British Airways (BA) announced on Thursday that it is retiring its entire fleet of Boeing 747s as the economic impact of the COVID-19 pandemic forces the company into further cost-cutting measures.
"It is with great sadness that we can confirm we are proposing to retire our entire 747 fleet with immediate effect," BA said in a statement.
"It is unlikely our magnificent 'queen of the skies' will ever operate commercial services for British Airways again due to the downturn in travel caused by the COVID-19 pandemic," it added.
The Boeing 747 aircraft was launched in the 1970s, revolutionising air travel thanks to its 400-seat capacity.
The British carrier was the airline with the fleet of the jumbo jets in the world, with 31 of the aircraft. These were used for long-haul flights to a dozen destinations including Beijing, Cape Town, Lagos, Mexico, and multiple US destinations.

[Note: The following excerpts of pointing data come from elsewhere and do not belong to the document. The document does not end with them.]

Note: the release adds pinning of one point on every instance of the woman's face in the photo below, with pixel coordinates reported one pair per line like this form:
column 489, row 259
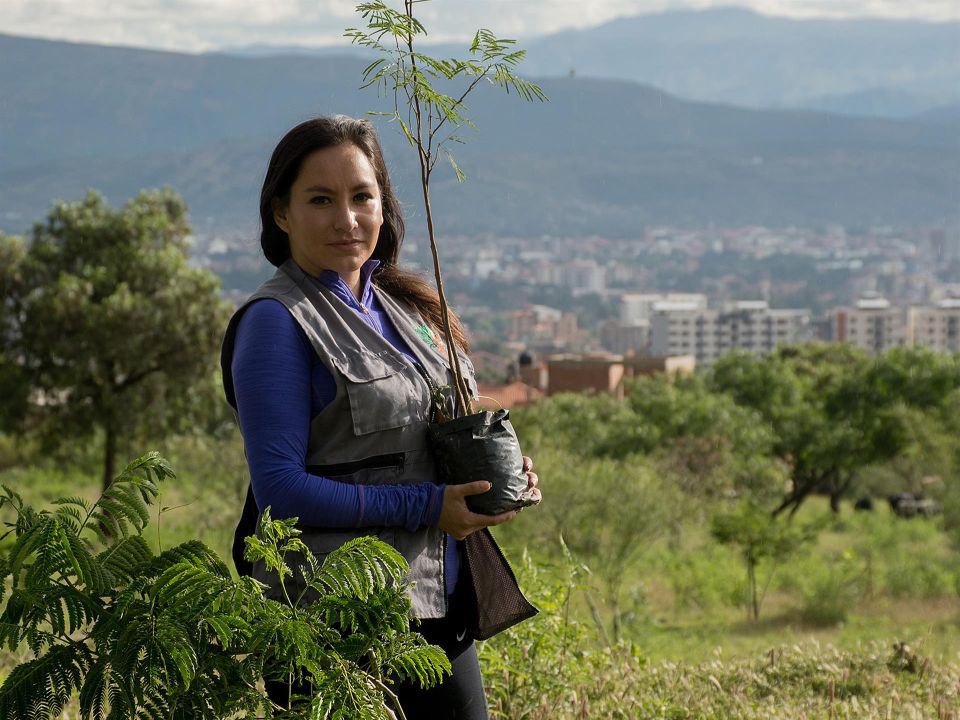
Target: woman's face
column 334, row 214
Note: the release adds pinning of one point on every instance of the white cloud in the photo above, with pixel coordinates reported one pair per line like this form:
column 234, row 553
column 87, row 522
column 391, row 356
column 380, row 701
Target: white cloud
column 197, row 25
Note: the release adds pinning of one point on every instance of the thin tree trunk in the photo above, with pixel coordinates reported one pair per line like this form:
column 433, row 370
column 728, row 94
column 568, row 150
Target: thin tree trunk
column 109, row 456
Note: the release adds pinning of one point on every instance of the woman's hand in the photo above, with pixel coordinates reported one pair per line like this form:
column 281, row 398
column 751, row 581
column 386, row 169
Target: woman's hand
column 457, row 519
column 532, row 478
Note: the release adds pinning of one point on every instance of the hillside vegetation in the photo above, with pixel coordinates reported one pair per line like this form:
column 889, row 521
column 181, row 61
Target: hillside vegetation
column 647, row 602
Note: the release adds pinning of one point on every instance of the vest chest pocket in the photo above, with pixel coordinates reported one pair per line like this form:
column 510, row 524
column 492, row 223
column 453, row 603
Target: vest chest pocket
column 382, row 395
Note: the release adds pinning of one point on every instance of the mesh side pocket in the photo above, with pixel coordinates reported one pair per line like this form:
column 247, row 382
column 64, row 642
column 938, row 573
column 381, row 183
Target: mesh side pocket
column 495, row 601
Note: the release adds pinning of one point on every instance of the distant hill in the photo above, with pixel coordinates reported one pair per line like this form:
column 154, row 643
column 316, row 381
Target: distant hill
column 604, row 157
column 886, row 68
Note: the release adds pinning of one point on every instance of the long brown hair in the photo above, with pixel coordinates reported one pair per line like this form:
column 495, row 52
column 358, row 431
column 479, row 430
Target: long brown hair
column 285, row 163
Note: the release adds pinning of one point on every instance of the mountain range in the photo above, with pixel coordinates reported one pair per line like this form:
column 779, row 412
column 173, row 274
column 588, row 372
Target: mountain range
column 874, row 67
column 603, row 157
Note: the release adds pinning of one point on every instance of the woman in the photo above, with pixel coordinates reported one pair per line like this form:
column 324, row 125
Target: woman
column 331, row 372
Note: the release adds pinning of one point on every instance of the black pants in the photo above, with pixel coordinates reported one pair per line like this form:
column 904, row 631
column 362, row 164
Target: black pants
column 459, row 697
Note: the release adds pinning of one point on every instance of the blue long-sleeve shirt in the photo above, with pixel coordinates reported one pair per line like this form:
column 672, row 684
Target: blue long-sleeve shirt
column 281, row 385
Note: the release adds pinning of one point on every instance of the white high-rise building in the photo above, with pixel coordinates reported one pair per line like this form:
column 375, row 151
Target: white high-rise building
column 874, row 324
column 937, row 327
column 683, row 329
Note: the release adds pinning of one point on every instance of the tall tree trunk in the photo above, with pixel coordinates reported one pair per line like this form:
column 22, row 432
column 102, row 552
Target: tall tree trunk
column 109, row 456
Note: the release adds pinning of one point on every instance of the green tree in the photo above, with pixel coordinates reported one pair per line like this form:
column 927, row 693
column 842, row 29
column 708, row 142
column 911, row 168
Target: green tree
column 428, row 116
column 758, row 536
column 106, row 326
column 795, row 390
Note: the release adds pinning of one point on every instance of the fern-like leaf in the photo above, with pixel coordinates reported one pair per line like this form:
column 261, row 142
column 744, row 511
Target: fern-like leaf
column 41, row 687
column 358, row 568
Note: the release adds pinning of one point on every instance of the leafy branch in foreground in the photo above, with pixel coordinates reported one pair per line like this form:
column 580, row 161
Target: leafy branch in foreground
column 430, row 117
column 135, row 634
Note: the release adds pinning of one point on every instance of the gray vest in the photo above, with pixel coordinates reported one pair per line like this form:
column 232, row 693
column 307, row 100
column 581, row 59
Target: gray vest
column 374, row 430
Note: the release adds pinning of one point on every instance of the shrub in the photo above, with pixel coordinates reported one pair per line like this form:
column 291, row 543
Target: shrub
column 173, row 636
column 831, row 590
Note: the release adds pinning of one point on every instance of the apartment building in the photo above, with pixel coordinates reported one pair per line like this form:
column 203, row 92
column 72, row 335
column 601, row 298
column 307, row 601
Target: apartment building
column 873, row 324
column 938, row 327
column 678, row 328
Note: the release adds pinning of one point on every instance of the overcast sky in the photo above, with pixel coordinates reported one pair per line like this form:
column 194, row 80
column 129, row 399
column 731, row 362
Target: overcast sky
column 198, row 25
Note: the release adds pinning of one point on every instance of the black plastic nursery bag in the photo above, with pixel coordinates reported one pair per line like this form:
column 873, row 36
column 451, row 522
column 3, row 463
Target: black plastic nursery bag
column 482, row 446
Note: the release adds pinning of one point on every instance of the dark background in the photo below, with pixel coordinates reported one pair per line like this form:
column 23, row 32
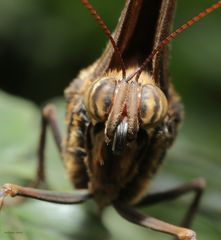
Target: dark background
column 43, row 45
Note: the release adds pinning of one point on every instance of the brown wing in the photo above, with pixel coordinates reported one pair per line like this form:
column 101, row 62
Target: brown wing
column 141, row 27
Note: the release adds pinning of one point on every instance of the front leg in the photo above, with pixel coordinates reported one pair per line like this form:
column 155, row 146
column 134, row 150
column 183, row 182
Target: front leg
column 155, row 224
column 48, row 119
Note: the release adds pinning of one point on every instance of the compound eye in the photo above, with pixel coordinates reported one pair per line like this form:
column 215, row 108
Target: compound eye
column 154, row 106
column 99, row 97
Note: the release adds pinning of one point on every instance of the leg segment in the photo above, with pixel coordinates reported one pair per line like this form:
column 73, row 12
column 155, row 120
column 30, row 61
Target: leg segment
column 12, row 190
column 153, row 223
column 197, row 186
column 48, row 118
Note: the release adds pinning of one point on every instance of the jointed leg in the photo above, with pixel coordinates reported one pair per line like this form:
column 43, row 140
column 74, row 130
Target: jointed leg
column 48, row 119
column 77, row 196
column 197, row 186
column 153, row 223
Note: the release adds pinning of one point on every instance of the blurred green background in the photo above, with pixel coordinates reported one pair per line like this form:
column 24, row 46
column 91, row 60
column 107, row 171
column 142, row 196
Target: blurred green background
column 43, row 44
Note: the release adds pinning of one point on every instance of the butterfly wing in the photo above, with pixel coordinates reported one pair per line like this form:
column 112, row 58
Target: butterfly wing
column 142, row 25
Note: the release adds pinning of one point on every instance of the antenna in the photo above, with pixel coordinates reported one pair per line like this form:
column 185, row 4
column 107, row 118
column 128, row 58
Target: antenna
column 107, row 33
column 174, row 35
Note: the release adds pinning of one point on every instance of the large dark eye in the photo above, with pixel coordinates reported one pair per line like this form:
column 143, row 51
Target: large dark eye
column 153, row 106
column 98, row 98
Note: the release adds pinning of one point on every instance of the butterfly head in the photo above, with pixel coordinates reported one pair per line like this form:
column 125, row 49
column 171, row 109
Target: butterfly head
column 125, row 106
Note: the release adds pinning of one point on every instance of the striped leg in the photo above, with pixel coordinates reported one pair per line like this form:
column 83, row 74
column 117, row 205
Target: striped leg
column 149, row 222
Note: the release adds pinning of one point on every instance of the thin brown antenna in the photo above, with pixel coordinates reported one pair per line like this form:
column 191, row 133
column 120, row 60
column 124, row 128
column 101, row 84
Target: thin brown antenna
column 174, row 35
column 107, row 33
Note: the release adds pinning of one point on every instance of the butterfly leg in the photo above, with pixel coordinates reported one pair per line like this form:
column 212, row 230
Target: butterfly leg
column 197, row 186
column 48, row 119
column 149, row 222
column 12, row 190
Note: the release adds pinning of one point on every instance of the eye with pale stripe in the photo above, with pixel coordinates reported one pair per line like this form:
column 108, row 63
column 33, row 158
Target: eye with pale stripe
column 153, row 105
column 99, row 97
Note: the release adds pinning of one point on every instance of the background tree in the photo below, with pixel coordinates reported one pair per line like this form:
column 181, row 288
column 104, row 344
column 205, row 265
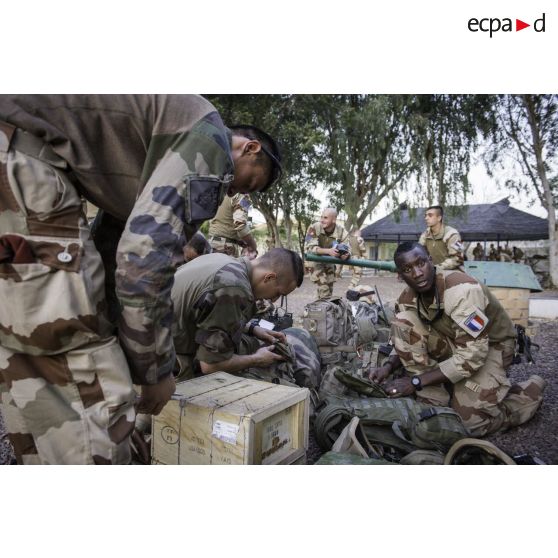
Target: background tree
column 527, row 133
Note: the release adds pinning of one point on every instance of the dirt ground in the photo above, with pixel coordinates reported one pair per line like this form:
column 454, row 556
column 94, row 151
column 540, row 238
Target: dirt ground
column 538, row 438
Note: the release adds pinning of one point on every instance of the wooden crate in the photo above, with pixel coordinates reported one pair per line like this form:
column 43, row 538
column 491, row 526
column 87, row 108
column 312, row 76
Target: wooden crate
column 224, row 419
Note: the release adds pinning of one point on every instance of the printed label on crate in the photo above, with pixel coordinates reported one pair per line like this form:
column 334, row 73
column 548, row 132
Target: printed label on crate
column 225, row 431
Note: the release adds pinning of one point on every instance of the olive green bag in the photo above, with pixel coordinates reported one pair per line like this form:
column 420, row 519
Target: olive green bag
column 394, row 427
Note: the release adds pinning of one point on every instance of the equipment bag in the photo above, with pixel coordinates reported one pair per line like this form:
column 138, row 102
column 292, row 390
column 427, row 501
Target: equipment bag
column 400, row 426
column 330, row 321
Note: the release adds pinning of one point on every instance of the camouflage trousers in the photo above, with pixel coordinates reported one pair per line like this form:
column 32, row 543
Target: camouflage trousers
column 305, row 372
column 486, row 401
column 66, row 391
column 324, row 277
column 224, row 246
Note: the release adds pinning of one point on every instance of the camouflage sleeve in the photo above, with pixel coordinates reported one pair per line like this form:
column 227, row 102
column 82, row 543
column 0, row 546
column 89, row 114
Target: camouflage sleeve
column 241, row 205
column 190, row 166
column 311, row 240
column 222, row 322
column 455, row 253
column 466, row 304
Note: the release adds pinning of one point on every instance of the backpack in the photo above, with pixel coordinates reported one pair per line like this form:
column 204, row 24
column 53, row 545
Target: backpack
column 394, row 427
column 330, row 321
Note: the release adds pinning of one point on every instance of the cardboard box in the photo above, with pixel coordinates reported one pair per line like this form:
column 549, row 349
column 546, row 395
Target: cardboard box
column 223, row 419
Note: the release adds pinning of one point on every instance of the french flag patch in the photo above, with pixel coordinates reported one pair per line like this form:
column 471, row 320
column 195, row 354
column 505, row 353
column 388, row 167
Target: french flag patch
column 475, row 322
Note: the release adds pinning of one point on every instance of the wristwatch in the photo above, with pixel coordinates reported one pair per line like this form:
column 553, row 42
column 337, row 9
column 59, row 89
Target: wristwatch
column 253, row 324
column 417, row 383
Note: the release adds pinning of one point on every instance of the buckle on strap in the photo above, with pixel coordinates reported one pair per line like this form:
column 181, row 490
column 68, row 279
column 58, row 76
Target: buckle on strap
column 35, row 147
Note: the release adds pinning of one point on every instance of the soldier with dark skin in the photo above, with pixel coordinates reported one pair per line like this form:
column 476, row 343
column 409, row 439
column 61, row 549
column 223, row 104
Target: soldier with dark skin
column 449, row 329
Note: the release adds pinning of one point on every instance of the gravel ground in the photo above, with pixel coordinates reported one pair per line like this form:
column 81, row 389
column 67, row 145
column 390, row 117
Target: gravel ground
column 538, row 438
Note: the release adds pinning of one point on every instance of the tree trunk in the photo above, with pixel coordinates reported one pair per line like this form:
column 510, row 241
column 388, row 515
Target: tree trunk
column 541, row 171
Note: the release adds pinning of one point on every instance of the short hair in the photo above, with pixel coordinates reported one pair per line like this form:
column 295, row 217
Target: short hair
column 269, row 148
column 439, row 208
column 405, row 247
column 280, row 259
column 199, row 244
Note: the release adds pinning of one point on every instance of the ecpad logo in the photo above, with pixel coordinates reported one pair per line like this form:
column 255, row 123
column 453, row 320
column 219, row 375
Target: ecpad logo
column 494, row 24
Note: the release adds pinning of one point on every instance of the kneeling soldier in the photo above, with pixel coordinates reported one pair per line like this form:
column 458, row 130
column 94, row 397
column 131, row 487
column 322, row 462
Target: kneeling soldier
column 455, row 341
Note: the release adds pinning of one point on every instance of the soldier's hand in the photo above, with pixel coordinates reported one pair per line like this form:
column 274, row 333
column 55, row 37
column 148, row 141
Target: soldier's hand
column 380, row 374
column 154, row 397
column 402, row 387
column 268, row 336
column 265, row 356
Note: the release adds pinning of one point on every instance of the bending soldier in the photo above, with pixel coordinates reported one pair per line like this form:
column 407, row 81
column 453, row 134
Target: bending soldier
column 442, row 241
column 229, row 230
column 320, row 239
column 455, row 341
column 214, row 302
column 159, row 163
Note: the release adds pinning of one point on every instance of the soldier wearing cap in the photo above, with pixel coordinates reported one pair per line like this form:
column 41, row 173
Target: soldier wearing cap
column 229, row 230
column 321, row 238
column 442, row 241
column 159, row 165
column 455, row 342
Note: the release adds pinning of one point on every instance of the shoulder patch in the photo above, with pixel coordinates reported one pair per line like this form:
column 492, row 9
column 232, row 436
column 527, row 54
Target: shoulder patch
column 475, row 323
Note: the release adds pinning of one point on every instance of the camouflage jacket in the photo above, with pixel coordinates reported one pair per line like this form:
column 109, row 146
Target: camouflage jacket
column 317, row 237
column 161, row 162
column 213, row 301
column 445, row 247
column 231, row 220
column 472, row 320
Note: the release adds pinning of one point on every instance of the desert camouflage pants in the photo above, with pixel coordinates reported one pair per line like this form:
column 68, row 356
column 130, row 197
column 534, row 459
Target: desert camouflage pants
column 324, row 277
column 224, row 246
column 66, row 392
column 487, row 401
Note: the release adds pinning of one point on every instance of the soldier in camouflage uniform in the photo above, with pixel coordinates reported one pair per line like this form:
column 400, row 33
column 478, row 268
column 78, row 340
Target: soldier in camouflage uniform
column 229, row 229
column 320, row 238
column 214, row 302
column 455, row 342
column 358, row 251
column 442, row 241
column 161, row 162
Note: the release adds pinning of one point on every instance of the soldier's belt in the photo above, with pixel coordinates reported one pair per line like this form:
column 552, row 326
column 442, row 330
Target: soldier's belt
column 224, row 239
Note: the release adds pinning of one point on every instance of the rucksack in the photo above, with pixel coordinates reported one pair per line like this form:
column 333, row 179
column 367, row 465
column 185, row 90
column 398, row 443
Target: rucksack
column 330, row 321
column 395, row 426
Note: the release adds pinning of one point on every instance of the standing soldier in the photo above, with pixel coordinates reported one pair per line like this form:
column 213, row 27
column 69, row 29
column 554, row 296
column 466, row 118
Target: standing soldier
column 478, row 252
column 442, row 241
column 518, row 254
column 358, row 251
column 320, row 238
column 230, row 229
column 161, row 164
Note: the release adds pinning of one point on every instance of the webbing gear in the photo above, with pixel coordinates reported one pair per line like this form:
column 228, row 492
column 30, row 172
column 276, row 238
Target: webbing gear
column 35, row 147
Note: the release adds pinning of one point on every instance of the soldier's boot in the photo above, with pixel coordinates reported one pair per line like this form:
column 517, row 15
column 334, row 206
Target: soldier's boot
column 524, row 399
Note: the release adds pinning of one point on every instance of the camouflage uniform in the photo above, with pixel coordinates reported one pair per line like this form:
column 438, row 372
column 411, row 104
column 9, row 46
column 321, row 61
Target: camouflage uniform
column 472, row 342
column 358, row 251
column 445, row 247
column 323, row 274
column 213, row 302
column 67, row 394
column 230, row 225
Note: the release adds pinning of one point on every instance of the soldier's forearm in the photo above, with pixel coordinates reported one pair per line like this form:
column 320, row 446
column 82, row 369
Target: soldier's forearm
column 234, row 364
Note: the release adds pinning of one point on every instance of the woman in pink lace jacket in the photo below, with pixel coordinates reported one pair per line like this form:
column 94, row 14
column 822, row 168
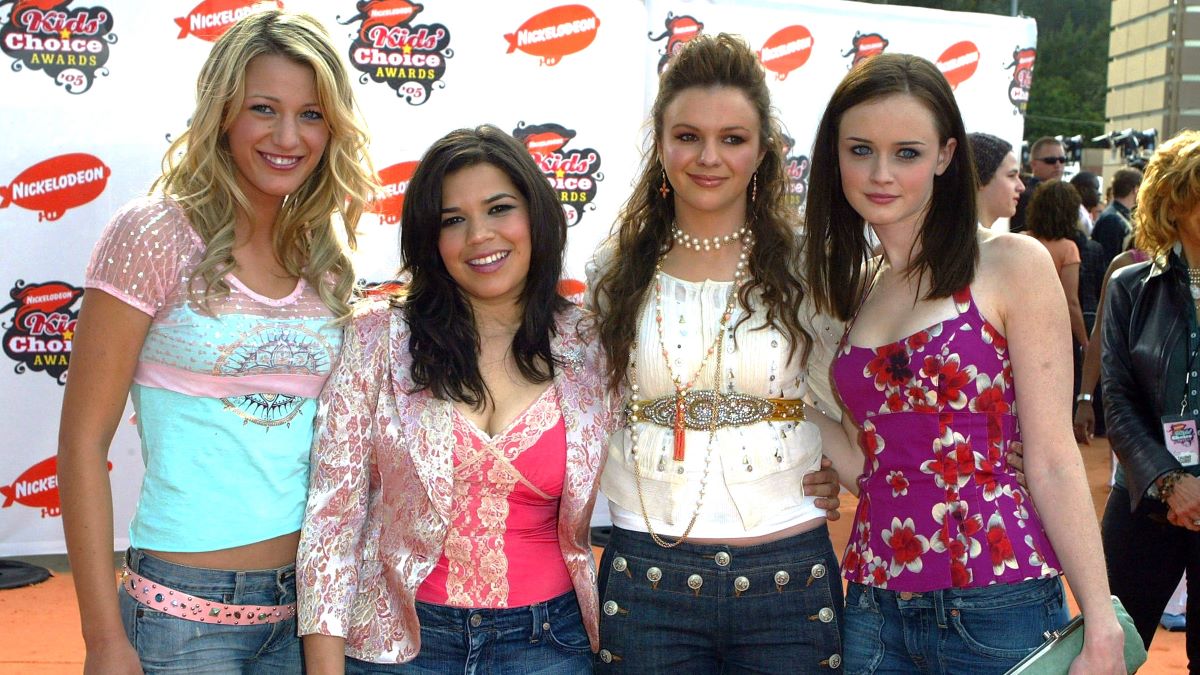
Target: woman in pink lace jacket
column 460, row 440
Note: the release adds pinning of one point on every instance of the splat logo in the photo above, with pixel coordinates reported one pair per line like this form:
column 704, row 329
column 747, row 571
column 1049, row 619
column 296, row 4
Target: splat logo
column 54, row 185
column 556, row 33
column 864, row 46
column 42, row 328
column 67, row 43
column 391, row 49
column 571, row 173
column 395, row 184
column 959, row 63
column 1023, row 77
column 37, row 487
column 679, row 30
column 209, row 19
column 786, row 51
column 797, row 167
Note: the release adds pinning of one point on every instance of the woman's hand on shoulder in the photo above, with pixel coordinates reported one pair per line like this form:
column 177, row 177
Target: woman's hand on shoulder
column 1103, row 651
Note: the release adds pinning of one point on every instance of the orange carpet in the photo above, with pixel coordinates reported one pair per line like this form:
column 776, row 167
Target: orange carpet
column 40, row 626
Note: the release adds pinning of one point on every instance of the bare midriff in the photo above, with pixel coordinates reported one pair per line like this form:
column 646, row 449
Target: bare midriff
column 798, row 529
column 268, row 554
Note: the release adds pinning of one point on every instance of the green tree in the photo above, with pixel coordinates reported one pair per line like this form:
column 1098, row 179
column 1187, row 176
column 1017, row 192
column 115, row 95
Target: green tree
column 1069, row 77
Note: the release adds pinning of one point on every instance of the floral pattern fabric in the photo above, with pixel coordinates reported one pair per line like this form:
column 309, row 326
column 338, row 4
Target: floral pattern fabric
column 939, row 505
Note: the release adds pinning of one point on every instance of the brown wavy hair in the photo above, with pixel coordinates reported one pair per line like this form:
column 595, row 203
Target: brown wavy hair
column 837, row 246
column 643, row 226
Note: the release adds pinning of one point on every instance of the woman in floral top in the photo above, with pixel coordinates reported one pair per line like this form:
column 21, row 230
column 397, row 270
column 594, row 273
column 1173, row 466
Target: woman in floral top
column 951, row 567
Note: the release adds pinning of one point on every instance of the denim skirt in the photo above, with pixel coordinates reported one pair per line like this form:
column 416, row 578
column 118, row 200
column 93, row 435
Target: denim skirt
column 168, row 644
column 545, row 638
column 978, row 631
column 700, row 609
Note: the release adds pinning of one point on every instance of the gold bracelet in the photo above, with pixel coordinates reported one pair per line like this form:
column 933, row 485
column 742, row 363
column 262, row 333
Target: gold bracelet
column 1167, row 484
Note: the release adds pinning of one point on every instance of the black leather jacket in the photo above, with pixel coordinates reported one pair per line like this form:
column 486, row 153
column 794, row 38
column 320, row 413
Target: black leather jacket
column 1144, row 354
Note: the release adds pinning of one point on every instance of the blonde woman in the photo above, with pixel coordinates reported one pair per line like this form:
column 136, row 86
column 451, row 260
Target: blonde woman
column 214, row 303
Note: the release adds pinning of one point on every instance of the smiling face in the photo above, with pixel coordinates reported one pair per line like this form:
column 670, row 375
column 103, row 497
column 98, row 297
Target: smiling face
column 1000, row 196
column 485, row 242
column 279, row 135
column 888, row 153
column 711, row 149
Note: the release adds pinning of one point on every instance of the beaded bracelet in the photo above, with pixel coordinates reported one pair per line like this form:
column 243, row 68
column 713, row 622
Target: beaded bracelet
column 1167, row 484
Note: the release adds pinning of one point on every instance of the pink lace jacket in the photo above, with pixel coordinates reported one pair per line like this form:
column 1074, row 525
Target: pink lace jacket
column 382, row 482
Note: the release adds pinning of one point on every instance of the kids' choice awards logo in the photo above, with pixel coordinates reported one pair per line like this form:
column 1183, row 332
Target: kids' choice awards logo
column 67, row 43
column 786, row 51
column 1023, row 77
column 40, row 334
column 54, row 185
column 390, row 48
column 573, row 174
column 209, row 19
column 394, row 180
column 864, row 46
column 556, row 33
column 798, row 168
column 679, row 31
column 959, row 63
column 37, row 487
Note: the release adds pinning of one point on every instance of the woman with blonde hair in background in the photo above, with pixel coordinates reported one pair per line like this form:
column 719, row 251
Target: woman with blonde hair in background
column 215, row 303
column 1151, row 351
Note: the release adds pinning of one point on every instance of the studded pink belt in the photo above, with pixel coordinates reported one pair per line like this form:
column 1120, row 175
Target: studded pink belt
column 191, row 608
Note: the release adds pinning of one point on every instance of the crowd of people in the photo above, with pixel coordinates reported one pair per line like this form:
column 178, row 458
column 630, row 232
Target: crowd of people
column 405, row 484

BA had been planning to retire the aircraft in 2024 and replace them with more fuel-efficient models but the COVID-19-induced freefall in the travel sector has hastened the company's plans.
"While the aircraft will always have a special place in our heart, as we head into the future we will be operating more flights on modern, fuel-efficient aircraft such as our new A350s and 787s," BA said.
The company, which has been hit hard by the pandemic, has already announced that it will cut some 12,000 jobs — over a quarter of its workforce — in order to survive the downturn.
Most airlines have been severely impacted by the deadly virus and the lockdown measures imposed to contain its spread.
Air France announced earlier this month that it plans to cut 7,500 jobs, while Lufthansa said 22,000 jobs will have to be cut.